A separate group of four uninfected cyclophosphamide mice was treated with the 75- and 15-mg/kg ITZ doses (two mice for each dose). Blood samples were collected on day 4 by cardiac puncture 3 h after administration of the morning dose to determine the pharmacokinetics of ITZ during treatment, in duplicate. Samples were collected into plain tubes and allowed to clot at room temperature. Serum was then removed and stored at −20°C until analyzed. Samples were thawed and analyzed as a batch in bioassays using 10% yeast nitrogen base plus glucose plus trisodium citrate agar and Candida kefyr San Antonio strain.

(vi) Cultures.

On day 11 of the experiment, all surviving mice were culled. The lungs, liver, and kidneys (and brain for mice given AFL5 due to observation of middle-ear or cerebellar infection) were removed and transferred into 2 ml of PBS. The organs were homogenized in a tissue grinder (Polytron; Kinematica AG, Luzern, Switzerland) for approximately 15 to 30 s and then diluted to 10⁻¹ and 10⁻² of the original concentration. One hundred microliters of the undiluted and diluted suspensions was then transferred to SAB+C plates, and the liquid was spread over the surface of the plates. The plates were incubated at 37°C in a moist atmosphere and examined daily for 5 days. Colony counts were recorded from all plates that showed growth.

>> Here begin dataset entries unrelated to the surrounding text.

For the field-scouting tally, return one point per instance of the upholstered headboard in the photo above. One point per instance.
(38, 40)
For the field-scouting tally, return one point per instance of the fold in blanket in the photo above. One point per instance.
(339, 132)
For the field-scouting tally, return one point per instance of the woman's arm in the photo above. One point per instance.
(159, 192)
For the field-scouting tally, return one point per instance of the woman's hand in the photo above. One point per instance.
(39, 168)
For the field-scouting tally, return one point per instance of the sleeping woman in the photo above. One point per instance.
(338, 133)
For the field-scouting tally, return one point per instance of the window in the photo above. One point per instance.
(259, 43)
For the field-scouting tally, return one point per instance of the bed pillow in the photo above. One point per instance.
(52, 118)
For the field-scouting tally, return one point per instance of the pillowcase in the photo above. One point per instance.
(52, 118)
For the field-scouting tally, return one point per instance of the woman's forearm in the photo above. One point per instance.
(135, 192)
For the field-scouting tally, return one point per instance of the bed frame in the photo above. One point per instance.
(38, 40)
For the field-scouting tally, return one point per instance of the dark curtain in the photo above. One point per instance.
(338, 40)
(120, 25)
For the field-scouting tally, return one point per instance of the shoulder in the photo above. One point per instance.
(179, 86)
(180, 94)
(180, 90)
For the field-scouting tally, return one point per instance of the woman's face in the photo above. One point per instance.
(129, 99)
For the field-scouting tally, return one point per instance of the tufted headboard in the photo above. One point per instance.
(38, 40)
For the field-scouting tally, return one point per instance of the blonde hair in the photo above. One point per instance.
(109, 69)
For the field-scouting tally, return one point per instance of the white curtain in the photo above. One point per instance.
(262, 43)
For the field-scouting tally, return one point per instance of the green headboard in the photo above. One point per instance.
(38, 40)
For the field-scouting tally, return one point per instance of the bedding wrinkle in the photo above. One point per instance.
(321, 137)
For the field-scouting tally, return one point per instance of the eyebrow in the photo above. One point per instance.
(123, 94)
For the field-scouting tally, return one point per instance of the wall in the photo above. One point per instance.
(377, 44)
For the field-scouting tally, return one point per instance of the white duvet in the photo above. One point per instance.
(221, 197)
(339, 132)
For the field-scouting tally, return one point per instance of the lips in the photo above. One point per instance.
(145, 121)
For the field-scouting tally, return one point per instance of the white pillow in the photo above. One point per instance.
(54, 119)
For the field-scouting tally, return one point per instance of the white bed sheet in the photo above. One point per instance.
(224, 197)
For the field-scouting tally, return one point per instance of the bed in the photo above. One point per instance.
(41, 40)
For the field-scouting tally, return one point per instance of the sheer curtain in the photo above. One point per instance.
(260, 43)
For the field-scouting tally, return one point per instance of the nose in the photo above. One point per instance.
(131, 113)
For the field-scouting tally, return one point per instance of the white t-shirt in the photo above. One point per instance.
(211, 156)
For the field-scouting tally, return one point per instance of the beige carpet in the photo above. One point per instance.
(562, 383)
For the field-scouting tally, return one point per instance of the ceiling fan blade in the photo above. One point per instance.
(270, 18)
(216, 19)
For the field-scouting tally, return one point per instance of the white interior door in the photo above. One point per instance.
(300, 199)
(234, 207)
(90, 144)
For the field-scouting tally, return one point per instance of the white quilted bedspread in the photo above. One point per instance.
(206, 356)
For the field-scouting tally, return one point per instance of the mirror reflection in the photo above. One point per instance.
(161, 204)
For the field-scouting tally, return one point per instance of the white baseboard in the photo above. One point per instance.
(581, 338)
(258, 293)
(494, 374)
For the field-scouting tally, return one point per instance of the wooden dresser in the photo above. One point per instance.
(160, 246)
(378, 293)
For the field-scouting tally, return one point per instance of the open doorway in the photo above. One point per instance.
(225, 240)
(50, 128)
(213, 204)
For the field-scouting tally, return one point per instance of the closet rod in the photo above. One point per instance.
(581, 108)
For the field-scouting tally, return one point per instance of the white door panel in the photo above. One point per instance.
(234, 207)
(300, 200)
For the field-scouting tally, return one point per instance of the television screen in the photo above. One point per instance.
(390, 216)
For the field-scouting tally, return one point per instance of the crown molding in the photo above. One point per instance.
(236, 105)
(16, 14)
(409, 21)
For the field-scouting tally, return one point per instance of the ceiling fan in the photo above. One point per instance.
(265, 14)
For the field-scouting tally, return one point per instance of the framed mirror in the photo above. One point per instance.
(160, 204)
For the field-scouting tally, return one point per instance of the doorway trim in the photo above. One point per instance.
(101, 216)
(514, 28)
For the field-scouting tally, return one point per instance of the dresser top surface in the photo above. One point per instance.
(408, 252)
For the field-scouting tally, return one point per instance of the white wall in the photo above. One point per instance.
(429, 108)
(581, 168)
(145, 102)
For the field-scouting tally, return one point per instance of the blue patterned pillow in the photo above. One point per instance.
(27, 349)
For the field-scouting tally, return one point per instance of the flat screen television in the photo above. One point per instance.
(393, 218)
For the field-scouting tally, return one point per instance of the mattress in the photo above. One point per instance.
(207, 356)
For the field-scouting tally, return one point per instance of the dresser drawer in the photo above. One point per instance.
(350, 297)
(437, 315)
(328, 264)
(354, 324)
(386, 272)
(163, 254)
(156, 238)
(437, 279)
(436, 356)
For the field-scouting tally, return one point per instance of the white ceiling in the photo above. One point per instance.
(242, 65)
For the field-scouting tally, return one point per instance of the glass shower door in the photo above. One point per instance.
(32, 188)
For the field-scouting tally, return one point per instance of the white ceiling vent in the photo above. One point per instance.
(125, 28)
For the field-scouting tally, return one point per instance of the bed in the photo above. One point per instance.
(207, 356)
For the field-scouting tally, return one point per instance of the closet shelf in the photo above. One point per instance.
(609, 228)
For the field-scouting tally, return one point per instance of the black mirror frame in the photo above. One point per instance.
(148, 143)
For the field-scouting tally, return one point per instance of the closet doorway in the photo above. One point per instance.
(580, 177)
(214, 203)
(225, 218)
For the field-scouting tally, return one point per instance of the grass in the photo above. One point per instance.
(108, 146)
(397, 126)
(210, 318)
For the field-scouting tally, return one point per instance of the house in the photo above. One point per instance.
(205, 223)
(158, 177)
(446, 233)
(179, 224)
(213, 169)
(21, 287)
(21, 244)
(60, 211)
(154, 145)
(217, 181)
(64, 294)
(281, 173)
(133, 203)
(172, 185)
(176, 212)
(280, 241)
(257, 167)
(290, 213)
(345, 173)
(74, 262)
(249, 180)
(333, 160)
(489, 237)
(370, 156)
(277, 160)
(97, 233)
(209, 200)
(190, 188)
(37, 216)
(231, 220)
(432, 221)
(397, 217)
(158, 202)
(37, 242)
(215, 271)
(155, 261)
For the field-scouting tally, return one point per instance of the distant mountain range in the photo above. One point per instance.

(vii) Statistical analysis.

Mortality and culture data were analyzed using the Mann-Whitney U test or the Kruskall-Wallis test if the Mann-Whitney test was not possible (i.e., if all values were identical in one group). Two-sided P values are given. Mice that died before day 10 were assumed to have organ counts at least as high as the highest counts in surviving mice in the calculation of culture result statistics. All data analysis was performed using the computer package Arcus Quik Stat (Addison Wesley Longman, Ltd.)

In vitro susceptibility testing procedures.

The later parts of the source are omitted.